The official noted that the operator was asked to transfer the guests who were at the Yala National Park during the weekend to Mahoora’s other camp sites or to other operators until consent was given to resume operations at Yala again.
“We have given them two weeks to make amendments and alterations to fit into our standards. At the end of the two weeks, we will inspect the site again and if it reaches a satisfactory level, we will allow them to resume operations,” the Senior Official said.
The Wildlife Department will also pay visits to Mahoora’s other camp sites in national parks within the course of the week.
“A set of guidelines and conditions were given to all three operators prior to setting up operations. These conditions were put in place to minimise environmental damage,” he added.
The Official admitted that inspection rounds had not been conducted on a regular basis previously and that following the safari savagery in the recent weeks, steps were taken to visit the sites and ensure that all standards were maintained according to regulations.
The Official added: “We are keen to develop a high quality tourism industry. Standards have been put in place to ensure that this happens. We are concerned about both the tourists and the tourism product. At the end of two weeks, we will see whether the amendments have been made and give them the thumbs-up to resume operations.”
“The key issue at the camp was the garbage disposal and septic tanks, which were far below standard. We were also concerned with the quality of the kitchen.”
The site inspection was made following a meeting at the Yala Ticket Office on Saturday between Government Officials and the operators. The meeting was chaired by the Wildlife Department with representation from the Ministry of Wildlife and Agrarian Services, Park Wardens, Deputy Wardens and operators. There had been no representation from Mahoora and the Daily FT was informed that the party had not been notified about the meeting.
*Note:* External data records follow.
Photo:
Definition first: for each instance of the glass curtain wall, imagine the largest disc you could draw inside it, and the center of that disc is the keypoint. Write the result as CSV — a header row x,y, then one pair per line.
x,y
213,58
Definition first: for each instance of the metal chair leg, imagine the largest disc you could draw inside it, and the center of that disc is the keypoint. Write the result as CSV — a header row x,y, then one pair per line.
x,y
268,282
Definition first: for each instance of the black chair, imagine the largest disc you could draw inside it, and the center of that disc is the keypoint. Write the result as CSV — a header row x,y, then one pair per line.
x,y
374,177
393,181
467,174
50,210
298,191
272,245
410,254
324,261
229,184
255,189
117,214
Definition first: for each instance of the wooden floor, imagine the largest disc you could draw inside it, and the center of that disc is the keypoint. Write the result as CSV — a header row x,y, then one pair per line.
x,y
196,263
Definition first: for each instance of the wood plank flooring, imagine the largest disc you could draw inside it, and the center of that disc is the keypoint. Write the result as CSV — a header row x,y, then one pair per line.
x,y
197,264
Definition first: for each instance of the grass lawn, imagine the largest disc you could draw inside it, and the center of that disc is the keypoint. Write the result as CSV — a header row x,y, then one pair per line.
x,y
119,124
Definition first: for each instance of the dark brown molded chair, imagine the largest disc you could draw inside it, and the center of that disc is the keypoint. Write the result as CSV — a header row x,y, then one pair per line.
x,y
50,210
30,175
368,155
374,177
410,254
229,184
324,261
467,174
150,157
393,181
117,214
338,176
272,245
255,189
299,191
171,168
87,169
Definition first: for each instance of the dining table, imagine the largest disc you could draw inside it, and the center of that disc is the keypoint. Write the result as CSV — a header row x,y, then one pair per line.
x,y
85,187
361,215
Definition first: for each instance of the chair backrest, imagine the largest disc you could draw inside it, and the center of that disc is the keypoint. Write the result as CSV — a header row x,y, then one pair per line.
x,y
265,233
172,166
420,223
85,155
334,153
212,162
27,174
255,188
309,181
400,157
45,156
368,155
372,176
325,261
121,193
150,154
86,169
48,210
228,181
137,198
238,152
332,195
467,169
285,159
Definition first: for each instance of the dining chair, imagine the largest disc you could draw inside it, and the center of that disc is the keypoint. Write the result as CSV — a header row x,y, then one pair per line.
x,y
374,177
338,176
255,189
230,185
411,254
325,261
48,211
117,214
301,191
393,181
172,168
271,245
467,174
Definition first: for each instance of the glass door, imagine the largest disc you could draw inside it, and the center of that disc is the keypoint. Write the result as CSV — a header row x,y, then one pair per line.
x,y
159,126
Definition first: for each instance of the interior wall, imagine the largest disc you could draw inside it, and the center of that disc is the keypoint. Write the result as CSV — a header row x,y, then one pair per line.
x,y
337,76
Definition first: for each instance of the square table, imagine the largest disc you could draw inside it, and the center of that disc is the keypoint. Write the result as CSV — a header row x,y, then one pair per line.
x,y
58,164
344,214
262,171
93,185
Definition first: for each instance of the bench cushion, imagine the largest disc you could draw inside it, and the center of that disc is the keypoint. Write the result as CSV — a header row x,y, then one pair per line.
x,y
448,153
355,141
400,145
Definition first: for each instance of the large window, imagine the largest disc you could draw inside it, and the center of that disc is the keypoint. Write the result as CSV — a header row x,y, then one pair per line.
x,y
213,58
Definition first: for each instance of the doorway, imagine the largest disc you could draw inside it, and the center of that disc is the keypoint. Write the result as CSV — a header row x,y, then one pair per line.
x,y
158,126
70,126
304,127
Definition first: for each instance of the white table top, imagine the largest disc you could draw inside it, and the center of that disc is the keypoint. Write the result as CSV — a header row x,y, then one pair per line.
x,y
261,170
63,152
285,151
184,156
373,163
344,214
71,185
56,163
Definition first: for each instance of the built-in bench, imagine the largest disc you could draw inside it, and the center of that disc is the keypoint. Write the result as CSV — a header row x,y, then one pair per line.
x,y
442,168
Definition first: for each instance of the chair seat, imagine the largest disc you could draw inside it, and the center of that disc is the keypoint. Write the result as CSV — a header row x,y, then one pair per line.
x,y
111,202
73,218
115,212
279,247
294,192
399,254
Commenting on the outcome of the Wildlife Department visit, Founder/MD of Eco Team (owning company of Mahoora) Anuruddha Bandara said: “We have been asked to make certain changes in the manner in which we operate. The facilities we feature in the camps have been there for the last 14 years. We were granted permission to do certain things, but now the authorities feel that the way we provide certain facilities needs to be changed. We agreed to make the changes and have made alternative arrangements for our clients. We are making these changes now and are confident of meeting the requirements within a week.”
“We run a mobile luxury tented safari camp, not a standard camping operation, so our operation and infrastructure is very different to that of usual camp operations. We have to provide more luxuries to the clientele looking for this kind of product. However, what we do complies with the rules and regulations of the park and the law of the country,” he added.